Usai membuat pengaduan ke Polresta Sorong Kota , kuasa hukum Tomas Witak langsung mengadakan konferensi pers di salah satu kafe.
Mardin selaku kuasa hukum membuka penyampaian keterangan pers dengan mengatakan telah mengadukan Pemprov Papua Barat Daya karena telah mengambil, dan menguasai tanah milik Tomas Witak.
"Kami mengadukan Pemprov, sebab Pemprov sudah melakukan aktivitas di atas tanah milik klien kami," ujar Mardin, Senin (19/5/2025).

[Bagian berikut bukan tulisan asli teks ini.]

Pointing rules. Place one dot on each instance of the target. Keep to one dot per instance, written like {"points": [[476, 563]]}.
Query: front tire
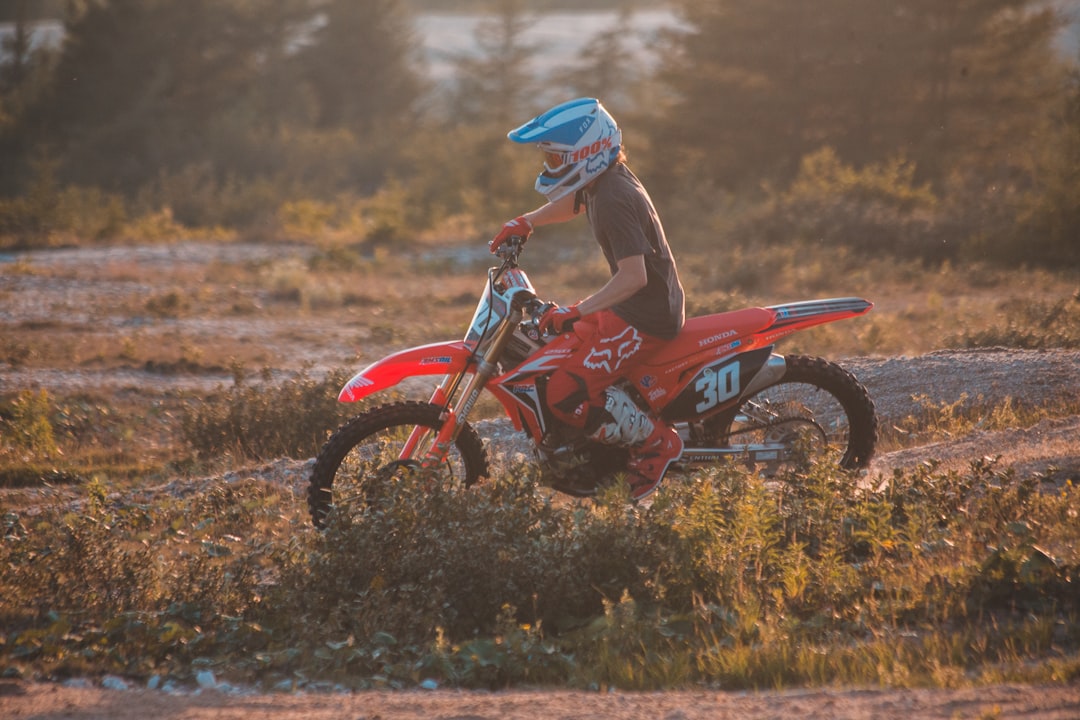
{"points": [[362, 457], [817, 405]]}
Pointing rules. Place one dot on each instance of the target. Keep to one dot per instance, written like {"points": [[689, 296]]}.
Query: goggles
{"points": [[555, 162]]}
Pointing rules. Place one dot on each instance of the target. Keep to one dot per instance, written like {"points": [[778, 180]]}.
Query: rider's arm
{"points": [[629, 279], [561, 211]]}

Dia mengatakan Pemprov Papua Barat Daya dapat hibah tanah seluas 53 hektar dari Pemerintah Kabupaten Sorong. Yang mana dari 53 hektar itu ada tanah Tomas Witak seluas 2 hektar.
"Kami berharap Polresta Sorong Kota bisa segera menindaklanjuti pengaduan yang kami buat," ujar Mardin.
Bayu Purnama selaku kuasa hukum Tomas Witak turut menambahkan. Dimana Bayu berkata sebelum sampai pada pengaduan ke Polresta Sorong Kota telah dilakukan pertemuan dengan pihak Pemprov Papua Barat Daya yang belum memenuhi titik temu.
"Dimana pada pertemuan dari tahun 2023, 2024 dan 2025 pemerintah Provinsi Papua Barat Daya berjanji akan melakukan proses pembayaran setelah mendapatkan LO dari Polda dan kejaksaan tinggi. Dan kami mendapat informasi bahwa LO yang berisi perintah pembayaran terhadap tanah klien kami tapi sampai sekarang belum ada proses pembayaran," tutur Bayu Purnama.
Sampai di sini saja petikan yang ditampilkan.